Strength and limitations

To the best of our knowledge this is the first cross-sectional analysis of outcome measures used in randomized clinical trials and observational studies in DLSS. In addition, we conducted a validity check of the outcomes applying existing guidelines for conducting systematic literature reviews51.

As we focused on systematic reviews and meta-analyses, it is potentially possible that individual studies may not be identified in our analysis. However, we are confident that our methodology included the most relevant papers. The main limitation of this study is that this approach did not capture all validation studies conducted to date. To include an overview of all validation studies ever conducted in patients with DLSS would require a systematic review. By using complete sets of studies included in SR and MA, we assessed the quality of reporting of validation studies and the quality of the validation studies themselves. Therefore, we did not aim to provide a complete overview for all validation studies conducted in DLSS. Thus, when included in this systematic literature review, a study underwent two selection processes.

Implications for clinical research

In order to assess the effectiveness of treatment studies in patients with DLSS, valid and comparable measurement instruments are central. Our study shows that many different and partly unvalidated instruments are used. In addition, there is a lack of information on the minimal clinically important change of the respective measurement instruments. Researchers should systematically conduct high quality validation studies for the measurement instruments in DLSS patients. In addition, the patients’ perspective should be included in the selection of measurement instruments. Further validation studies of measurement instruments specific for DLSS patients with at least 50 patients and considering the quality criteria of Terwee et al.61 will help to quantify the symptoms relevant for DLSS patients and thus have a direct impact on the validity of future RCTs and OS.

Implications for clinical practice

Increasingly, patient-centered measurement instruments are recommended or required for measuring treatment outcome. Our study shows that the selection of adequately validated measurement instruments for DLSS patients is important and that many measurement instruments are not validated in this patient population.

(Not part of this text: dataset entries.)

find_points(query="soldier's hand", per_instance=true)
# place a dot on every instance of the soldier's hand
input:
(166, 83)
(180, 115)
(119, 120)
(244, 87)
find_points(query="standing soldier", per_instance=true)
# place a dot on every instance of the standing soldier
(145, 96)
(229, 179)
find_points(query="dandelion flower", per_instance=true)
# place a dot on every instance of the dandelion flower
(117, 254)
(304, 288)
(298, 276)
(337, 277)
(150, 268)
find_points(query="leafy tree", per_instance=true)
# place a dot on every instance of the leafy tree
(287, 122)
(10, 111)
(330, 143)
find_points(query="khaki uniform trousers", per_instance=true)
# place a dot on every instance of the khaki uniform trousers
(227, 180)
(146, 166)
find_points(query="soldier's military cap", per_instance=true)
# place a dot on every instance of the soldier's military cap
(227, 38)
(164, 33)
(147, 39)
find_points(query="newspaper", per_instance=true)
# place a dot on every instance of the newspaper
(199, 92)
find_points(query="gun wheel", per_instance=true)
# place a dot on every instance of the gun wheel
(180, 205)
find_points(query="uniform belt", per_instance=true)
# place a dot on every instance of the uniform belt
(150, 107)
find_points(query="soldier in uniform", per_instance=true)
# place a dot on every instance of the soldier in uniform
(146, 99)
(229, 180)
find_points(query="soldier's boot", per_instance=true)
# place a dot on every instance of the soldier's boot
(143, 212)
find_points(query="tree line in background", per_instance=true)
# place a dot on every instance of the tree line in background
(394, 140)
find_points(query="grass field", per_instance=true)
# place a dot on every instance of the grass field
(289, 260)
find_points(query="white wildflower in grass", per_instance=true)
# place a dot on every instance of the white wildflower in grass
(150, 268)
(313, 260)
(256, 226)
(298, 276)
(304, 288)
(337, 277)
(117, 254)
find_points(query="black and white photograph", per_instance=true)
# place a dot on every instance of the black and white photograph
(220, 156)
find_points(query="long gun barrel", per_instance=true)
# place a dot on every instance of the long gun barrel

In particular, reliable and valid questionnaires specific to DLSS are helpful for everyday clinical practice, as clinical progress can be monitored and responses are less influenced by the treating individuals. For monitoring treatment response in DLSS, we believe that ZCQ provides the most differentiated results. In particular, this questionnaire has the advantage of combining the assessment of pain, satisfaction and disability at the same time.

Conclusion

Reporting of the validity of outcome measures was poor and only in validation in one outcome measure was adequate. In order to be able to compare results from clinical studies, outcome measures need to be validated in a disease specific population and external validation studies should be indicated adequately. For monitoring treatment response in DLSS, the use of the ZCQ is recommended.